Nick snorted and yanked down the zipper of his coat. The cold nipped at him, but he ignored it as he dragged the sweat-stained T-shirt up. His shoulder had healed when he died and came back, but the older scars lingered—the one across his stomach, stretched tight and rucked where it had stretched with his growth. Ewan glanced at it and then flinched away, but he couldn’t stop his gaze being drawn back to the betraying scar.
“She hurt me plenty,” Nick said. “Gran tortured me as kid, terrorized me, and then, when she found me again… she killed me.”
Ewan shook his head. “You’re wrong. You… she didn’t have time to explain. You never knew her.”
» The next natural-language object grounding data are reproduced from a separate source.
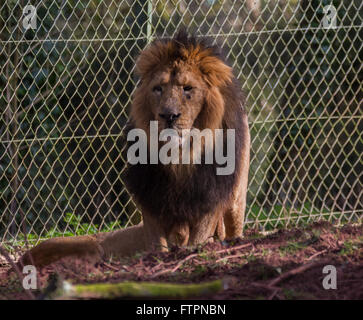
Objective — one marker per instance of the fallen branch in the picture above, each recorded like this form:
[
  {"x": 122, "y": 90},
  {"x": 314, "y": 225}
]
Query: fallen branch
[
  {"x": 316, "y": 254},
  {"x": 292, "y": 272},
  {"x": 17, "y": 271},
  {"x": 138, "y": 289}
]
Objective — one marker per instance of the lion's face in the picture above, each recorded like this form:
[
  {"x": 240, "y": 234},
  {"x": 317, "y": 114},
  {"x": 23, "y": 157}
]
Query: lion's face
[
  {"x": 176, "y": 96},
  {"x": 181, "y": 87}
]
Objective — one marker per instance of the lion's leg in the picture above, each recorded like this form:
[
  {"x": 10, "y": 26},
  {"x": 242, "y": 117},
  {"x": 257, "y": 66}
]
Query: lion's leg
[
  {"x": 234, "y": 215},
  {"x": 52, "y": 250},
  {"x": 204, "y": 229},
  {"x": 154, "y": 233},
  {"x": 124, "y": 242}
]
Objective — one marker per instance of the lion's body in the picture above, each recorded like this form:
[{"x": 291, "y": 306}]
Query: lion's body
[{"x": 181, "y": 204}]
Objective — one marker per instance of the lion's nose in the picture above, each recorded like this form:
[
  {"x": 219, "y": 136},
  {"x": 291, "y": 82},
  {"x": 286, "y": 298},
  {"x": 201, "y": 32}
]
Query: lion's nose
[{"x": 169, "y": 117}]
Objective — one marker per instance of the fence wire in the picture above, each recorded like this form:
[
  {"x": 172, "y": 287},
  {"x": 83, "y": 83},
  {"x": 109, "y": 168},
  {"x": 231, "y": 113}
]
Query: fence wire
[{"x": 66, "y": 81}]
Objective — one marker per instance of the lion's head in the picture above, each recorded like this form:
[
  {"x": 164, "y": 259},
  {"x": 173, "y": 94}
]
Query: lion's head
[
  {"x": 184, "y": 84},
  {"x": 181, "y": 83}
]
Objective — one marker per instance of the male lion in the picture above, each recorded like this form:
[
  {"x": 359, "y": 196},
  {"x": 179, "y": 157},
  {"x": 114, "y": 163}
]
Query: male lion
[{"x": 184, "y": 84}]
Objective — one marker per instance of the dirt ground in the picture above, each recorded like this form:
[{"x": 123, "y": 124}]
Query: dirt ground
[{"x": 287, "y": 264}]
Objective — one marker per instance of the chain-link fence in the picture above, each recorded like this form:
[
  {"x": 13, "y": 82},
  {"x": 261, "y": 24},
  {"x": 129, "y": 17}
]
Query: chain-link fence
[{"x": 66, "y": 81}]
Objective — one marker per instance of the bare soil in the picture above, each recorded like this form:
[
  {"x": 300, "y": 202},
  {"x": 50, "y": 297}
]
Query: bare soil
[{"x": 287, "y": 264}]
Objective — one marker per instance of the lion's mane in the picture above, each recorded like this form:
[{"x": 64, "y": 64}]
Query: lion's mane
[{"x": 169, "y": 197}]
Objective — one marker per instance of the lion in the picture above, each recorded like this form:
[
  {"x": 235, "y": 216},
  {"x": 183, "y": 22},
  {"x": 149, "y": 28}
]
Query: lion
[{"x": 184, "y": 84}]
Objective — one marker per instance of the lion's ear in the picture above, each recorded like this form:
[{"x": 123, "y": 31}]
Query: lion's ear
[{"x": 216, "y": 72}]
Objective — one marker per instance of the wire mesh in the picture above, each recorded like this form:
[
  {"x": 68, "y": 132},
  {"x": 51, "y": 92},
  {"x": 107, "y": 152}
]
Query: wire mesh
[{"x": 66, "y": 81}]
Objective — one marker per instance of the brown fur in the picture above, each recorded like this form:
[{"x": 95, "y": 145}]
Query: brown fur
[{"x": 180, "y": 204}]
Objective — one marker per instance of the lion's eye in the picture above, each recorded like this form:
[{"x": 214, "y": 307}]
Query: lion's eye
[
  {"x": 187, "y": 88},
  {"x": 157, "y": 89}
]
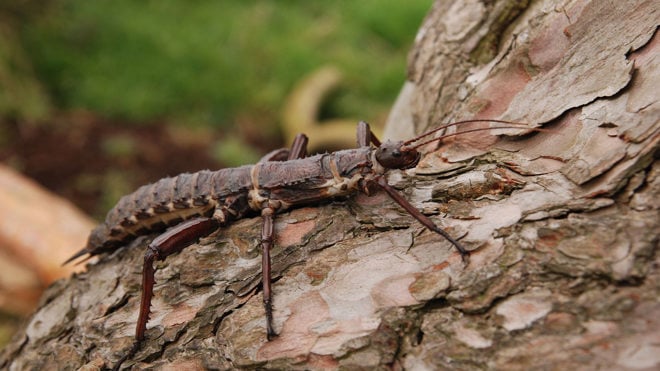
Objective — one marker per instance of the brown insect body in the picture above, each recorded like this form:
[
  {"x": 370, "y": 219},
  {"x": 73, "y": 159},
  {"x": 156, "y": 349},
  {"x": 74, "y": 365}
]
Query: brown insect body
[
  {"x": 229, "y": 194},
  {"x": 194, "y": 205}
]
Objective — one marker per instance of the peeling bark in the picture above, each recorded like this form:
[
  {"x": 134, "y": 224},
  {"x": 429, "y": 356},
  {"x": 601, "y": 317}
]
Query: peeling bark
[{"x": 563, "y": 226}]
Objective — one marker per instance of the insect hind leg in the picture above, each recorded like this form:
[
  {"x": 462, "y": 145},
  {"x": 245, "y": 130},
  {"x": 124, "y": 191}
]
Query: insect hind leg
[{"x": 298, "y": 150}]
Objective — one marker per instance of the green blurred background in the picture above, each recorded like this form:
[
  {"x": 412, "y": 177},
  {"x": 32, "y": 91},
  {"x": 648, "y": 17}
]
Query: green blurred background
[{"x": 98, "y": 97}]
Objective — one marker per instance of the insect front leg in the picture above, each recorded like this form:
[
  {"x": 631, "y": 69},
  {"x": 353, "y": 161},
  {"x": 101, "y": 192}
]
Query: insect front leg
[{"x": 381, "y": 182}]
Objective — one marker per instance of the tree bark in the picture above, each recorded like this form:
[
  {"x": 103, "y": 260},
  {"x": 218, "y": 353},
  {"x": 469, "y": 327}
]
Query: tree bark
[{"x": 563, "y": 225}]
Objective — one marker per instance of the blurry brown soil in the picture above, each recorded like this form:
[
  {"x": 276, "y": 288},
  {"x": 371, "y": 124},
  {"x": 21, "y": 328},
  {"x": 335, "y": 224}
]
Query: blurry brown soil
[{"x": 92, "y": 162}]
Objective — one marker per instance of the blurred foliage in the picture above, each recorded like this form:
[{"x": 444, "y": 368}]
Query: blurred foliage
[{"x": 208, "y": 62}]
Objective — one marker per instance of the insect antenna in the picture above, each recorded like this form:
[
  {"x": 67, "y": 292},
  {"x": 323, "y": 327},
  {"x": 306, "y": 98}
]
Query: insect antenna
[{"x": 509, "y": 125}]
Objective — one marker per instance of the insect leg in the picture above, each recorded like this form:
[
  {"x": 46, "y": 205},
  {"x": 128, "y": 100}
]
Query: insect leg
[
  {"x": 266, "y": 244},
  {"x": 365, "y": 136},
  {"x": 426, "y": 221},
  {"x": 171, "y": 241}
]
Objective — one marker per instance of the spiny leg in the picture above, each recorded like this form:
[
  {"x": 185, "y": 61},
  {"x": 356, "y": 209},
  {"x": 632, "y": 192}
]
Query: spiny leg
[
  {"x": 298, "y": 150},
  {"x": 266, "y": 244},
  {"x": 171, "y": 241},
  {"x": 381, "y": 182}
]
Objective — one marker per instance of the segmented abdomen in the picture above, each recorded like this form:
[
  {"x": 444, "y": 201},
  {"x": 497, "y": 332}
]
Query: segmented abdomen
[{"x": 169, "y": 201}]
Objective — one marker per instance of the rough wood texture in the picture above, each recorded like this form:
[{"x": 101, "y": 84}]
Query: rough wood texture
[{"x": 564, "y": 227}]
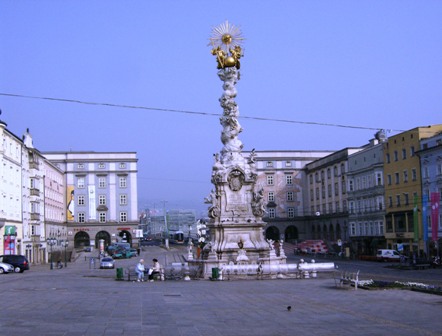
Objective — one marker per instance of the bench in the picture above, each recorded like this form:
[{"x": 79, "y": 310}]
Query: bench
[
  {"x": 421, "y": 266},
  {"x": 133, "y": 276},
  {"x": 347, "y": 278}
]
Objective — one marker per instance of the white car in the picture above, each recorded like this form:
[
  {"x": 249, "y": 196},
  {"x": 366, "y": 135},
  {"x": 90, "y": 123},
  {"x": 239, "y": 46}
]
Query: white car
[
  {"x": 107, "y": 262},
  {"x": 6, "y": 268}
]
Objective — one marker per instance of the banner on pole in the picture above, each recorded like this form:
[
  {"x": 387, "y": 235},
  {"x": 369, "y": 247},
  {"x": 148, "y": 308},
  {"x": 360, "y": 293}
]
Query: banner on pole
[{"x": 435, "y": 199}]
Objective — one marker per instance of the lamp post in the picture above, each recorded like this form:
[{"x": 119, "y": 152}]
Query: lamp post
[
  {"x": 66, "y": 244},
  {"x": 51, "y": 242}
]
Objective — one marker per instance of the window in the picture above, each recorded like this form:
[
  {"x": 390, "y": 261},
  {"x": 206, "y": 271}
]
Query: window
[
  {"x": 378, "y": 178},
  {"x": 35, "y": 207},
  {"x": 425, "y": 172},
  {"x": 102, "y": 217},
  {"x": 123, "y": 199},
  {"x": 290, "y": 197},
  {"x": 289, "y": 179},
  {"x": 122, "y": 182},
  {"x": 80, "y": 182},
  {"x": 101, "y": 182},
  {"x": 291, "y": 212},
  {"x": 406, "y": 199},
  {"x": 413, "y": 174}
]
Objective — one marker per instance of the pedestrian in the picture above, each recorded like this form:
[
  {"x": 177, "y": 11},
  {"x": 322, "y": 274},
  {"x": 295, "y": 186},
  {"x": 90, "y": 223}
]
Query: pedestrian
[
  {"x": 140, "y": 270},
  {"x": 156, "y": 269}
]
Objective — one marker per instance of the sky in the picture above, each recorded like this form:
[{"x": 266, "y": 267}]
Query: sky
[{"x": 363, "y": 65}]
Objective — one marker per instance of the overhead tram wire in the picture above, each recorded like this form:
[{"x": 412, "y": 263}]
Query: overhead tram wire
[{"x": 75, "y": 101}]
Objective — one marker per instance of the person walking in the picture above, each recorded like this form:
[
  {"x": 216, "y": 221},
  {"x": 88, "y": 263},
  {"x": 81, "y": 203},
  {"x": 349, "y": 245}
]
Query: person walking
[
  {"x": 140, "y": 270},
  {"x": 156, "y": 269}
]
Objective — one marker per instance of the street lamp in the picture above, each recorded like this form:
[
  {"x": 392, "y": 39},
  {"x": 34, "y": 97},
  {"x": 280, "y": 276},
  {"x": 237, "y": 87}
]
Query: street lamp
[
  {"x": 66, "y": 244},
  {"x": 51, "y": 242}
]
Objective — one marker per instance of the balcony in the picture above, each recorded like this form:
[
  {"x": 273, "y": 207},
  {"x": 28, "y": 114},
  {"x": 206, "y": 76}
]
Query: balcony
[
  {"x": 35, "y": 192},
  {"x": 33, "y": 165}
]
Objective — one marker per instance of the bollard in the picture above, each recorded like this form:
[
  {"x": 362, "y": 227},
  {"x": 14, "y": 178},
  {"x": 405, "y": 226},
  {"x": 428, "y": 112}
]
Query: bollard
[
  {"x": 119, "y": 273},
  {"x": 215, "y": 273}
]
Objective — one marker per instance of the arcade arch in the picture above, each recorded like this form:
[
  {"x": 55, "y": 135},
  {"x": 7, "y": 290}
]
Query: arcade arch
[{"x": 81, "y": 239}]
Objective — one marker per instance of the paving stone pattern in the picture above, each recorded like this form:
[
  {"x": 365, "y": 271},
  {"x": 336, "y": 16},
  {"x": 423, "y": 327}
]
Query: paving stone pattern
[{"x": 78, "y": 300}]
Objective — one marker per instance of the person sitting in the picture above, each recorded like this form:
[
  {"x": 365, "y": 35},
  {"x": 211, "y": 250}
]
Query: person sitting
[
  {"x": 140, "y": 270},
  {"x": 156, "y": 269}
]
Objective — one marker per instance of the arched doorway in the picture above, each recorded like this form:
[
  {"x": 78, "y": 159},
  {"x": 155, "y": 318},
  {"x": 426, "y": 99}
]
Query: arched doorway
[
  {"x": 272, "y": 233},
  {"x": 102, "y": 235},
  {"x": 81, "y": 239},
  {"x": 291, "y": 233}
]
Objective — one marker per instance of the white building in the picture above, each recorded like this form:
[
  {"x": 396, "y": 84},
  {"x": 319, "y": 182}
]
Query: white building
[
  {"x": 11, "y": 222},
  {"x": 101, "y": 189}
]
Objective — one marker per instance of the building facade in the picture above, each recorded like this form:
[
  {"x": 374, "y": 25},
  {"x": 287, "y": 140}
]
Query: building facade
[
  {"x": 430, "y": 154},
  {"x": 365, "y": 193},
  {"x": 281, "y": 174},
  {"x": 101, "y": 196},
  {"x": 327, "y": 194},
  {"x": 33, "y": 179},
  {"x": 403, "y": 189},
  {"x": 11, "y": 217}
]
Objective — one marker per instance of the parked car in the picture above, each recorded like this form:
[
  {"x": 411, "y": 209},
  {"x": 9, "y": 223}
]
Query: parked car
[
  {"x": 107, "y": 262},
  {"x": 388, "y": 255},
  {"x": 6, "y": 268},
  {"x": 133, "y": 252},
  {"x": 19, "y": 262}
]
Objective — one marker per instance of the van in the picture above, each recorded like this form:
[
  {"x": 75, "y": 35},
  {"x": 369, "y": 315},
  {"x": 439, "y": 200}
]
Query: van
[
  {"x": 19, "y": 262},
  {"x": 388, "y": 255}
]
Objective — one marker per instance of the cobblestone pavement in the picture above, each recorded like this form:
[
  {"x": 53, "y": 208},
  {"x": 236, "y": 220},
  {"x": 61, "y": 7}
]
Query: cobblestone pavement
[{"x": 78, "y": 300}]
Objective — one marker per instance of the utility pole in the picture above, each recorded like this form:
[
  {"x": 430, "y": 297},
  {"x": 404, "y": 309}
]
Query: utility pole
[{"x": 166, "y": 227}]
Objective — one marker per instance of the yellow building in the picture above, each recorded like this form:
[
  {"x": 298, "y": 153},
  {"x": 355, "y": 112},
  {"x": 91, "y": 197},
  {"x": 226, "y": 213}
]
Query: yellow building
[{"x": 403, "y": 189}]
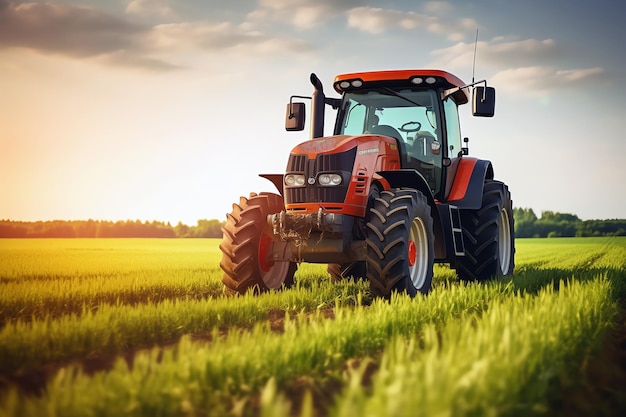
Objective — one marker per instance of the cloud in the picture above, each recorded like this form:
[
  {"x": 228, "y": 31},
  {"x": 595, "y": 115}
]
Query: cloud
[
  {"x": 150, "y": 8},
  {"x": 500, "y": 52},
  {"x": 54, "y": 28},
  {"x": 542, "y": 80},
  {"x": 376, "y": 20},
  {"x": 176, "y": 37},
  {"x": 85, "y": 33},
  {"x": 529, "y": 66},
  {"x": 302, "y": 14}
]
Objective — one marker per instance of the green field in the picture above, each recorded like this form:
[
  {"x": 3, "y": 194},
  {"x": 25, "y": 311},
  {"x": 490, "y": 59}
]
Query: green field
[{"x": 139, "y": 327}]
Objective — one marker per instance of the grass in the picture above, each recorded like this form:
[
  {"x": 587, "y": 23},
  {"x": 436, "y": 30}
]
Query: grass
[{"x": 508, "y": 347}]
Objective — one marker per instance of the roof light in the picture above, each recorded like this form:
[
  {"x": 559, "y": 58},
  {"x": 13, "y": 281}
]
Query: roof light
[
  {"x": 294, "y": 180},
  {"x": 329, "y": 179}
]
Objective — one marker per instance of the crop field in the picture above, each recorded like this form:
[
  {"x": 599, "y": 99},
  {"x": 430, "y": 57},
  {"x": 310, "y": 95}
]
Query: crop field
[{"x": 139, "y": 327}]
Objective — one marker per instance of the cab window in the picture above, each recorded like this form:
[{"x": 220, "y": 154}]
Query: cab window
[{"x": 452, "y": 128}]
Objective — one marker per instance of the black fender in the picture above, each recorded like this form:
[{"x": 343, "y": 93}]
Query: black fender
[
  {"x": 411, "y": 178},
  {"x": 469, "y": 181},
  {"x": 276, "y": 179}
]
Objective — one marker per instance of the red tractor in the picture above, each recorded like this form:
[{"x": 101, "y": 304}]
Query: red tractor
[{"x": 389, "y": 194}]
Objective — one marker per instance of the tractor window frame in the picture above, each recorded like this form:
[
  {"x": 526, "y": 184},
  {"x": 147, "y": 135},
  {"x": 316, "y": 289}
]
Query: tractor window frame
[{"x": 453, "y": 128}]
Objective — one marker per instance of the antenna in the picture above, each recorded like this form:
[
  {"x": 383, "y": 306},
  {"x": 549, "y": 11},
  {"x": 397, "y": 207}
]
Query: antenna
[{"x": 474, "y": 63}]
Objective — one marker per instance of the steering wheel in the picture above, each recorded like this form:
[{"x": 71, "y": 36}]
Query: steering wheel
[{"x": 406, "y": 129}]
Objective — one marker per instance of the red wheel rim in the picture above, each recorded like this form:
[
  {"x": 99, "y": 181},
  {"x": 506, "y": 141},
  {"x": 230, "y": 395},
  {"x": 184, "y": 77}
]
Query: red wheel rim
[
  {"x": 412, "y": 253},
  {"x": 265, "y": 245}
]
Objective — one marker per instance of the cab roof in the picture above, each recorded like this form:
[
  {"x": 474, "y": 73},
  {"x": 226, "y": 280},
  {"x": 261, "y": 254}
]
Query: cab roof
[{"x": 402, "y": 78}]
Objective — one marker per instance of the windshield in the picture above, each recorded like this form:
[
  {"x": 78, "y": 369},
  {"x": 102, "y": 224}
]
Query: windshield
[{"x": 407, "y": 115}]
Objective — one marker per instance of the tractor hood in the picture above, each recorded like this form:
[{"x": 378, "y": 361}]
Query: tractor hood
[{"x": 329, "y": 144}]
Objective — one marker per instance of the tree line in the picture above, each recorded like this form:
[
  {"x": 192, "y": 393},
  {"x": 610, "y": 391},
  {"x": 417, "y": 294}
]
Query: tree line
[
  {"x": 99, "y": 228},
  {"x": 555, "y": 224},
  {"x": 527, "y": 224}
]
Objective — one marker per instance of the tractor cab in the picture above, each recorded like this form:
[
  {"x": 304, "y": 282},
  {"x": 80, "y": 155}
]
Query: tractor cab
[
  {"x": 383, "y": 198},
  {"x": 411, "y": 117},
  {"x": 417, "y": 108}
]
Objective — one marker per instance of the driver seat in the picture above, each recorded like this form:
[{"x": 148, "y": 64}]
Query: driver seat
[
  {"x": 386, "y": 130},
  {"x": 390, "y": 131}
]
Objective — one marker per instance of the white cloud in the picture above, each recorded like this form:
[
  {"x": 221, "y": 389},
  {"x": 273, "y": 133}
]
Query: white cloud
[
  {"x": 437, "y": 7},
  {"x": 539, "y": 80},
  {"x": 499, "y": 53},
  {"x": 376, "y": 21},
  {"x": 150, "y": 8},
  {"x": 302, "y": 14},
  {"x": 529, "y": 66},
  {"x": 85, "y": 33},
  {"x": 211, "y": 37}
]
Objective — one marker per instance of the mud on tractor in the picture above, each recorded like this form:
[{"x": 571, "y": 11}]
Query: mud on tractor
[{"x": 389, "y": 194}]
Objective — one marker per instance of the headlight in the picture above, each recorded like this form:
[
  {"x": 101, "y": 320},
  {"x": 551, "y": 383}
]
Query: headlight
[
  {"x": 329, "y": 179},
  {"x": 294, "y": 180}
]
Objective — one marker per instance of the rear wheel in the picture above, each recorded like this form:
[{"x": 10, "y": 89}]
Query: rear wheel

“Or maybe you didn’t, or didn’t want to,” Nick said. He swung his leg off the saddle, his hips sore from the long, cold ride. Even if he didn’t remember half of it. He let his shirt drop and zipped up his jacket again. Whatever warmth had been in it was gone, and he shivered. “Rose Blake raised me until social services had to step in and stop her. I know how she likes her whiskey, and she never slept more than three hours a night. I know she whipped me for pissing the bed even though she terrified me with the monsters that were under it. I love her, even though I know there’s nothing there to hang it on, and I know when she’s lying, Ewan. And when she’s not.”